A lorry driver has been cleared of running down and killing a former bank clerk after becoming distracted while chatting to his passenger.

Peter Wallace, 50, hit Rafal Kuzniar in his 7.5 tonne flatbed scaffolders’ truck as he drunkenly staggered across Victoria Embankment in central London.

Wallace’s passenger, Grant Pike, tried to raise the alarm after spotting Mr Kuzniar, a former bank worker, and shouted “stop” just moments before the collision.

But Mr Pike was forced to look on helplessly as Wallace, of Marshalls Drive, Romford, was unable to stop in time, Southwark Crown Court heard.

Mr Kuzniar, who moved to Britain from Poland in search of work, was thrown several metres forward after the crash, on April 12 last year.

Paramedics tried in vain to save the former banker, who was pronounced dead at the scene at 4pm.

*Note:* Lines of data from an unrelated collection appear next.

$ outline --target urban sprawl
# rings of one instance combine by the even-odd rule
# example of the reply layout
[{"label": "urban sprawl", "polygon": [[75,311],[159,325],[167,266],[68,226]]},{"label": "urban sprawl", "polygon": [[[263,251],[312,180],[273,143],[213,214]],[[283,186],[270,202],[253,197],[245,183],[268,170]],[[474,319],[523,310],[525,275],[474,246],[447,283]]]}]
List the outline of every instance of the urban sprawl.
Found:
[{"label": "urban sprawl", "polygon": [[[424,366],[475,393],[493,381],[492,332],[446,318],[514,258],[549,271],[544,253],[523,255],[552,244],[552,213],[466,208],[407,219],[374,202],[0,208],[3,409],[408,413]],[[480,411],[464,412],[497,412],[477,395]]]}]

Prosecutors claimed Wallace was not paying sufficient attention to the road ahead of him.

But a jury of four women and eight men deliberated for three hours and fifteen minutes before yesterday acquitting the scaffolder of causing death by careless driving.

Wallace breathed a sigh of relief and appeared to be close to tears as the verdict was announced.

Judge Nicholas Loraine-Smith described the death of Mr Kuzniar as “very sad”, adding: “What little we know of him is he is Polish and had worked in a bank in Poland.

“His parents died and he came to this country.

“It looks as though he was not working and didn’t have accommodation.

“It looks as if he had taken to drink.

“His body was taken back to Poland and there was a funeral with his family.

“We shouldn’t forget him.”

Wallace denied causing death by careless driving.

He insisted he was driving responsibly and had not been chatting to Mr Pike.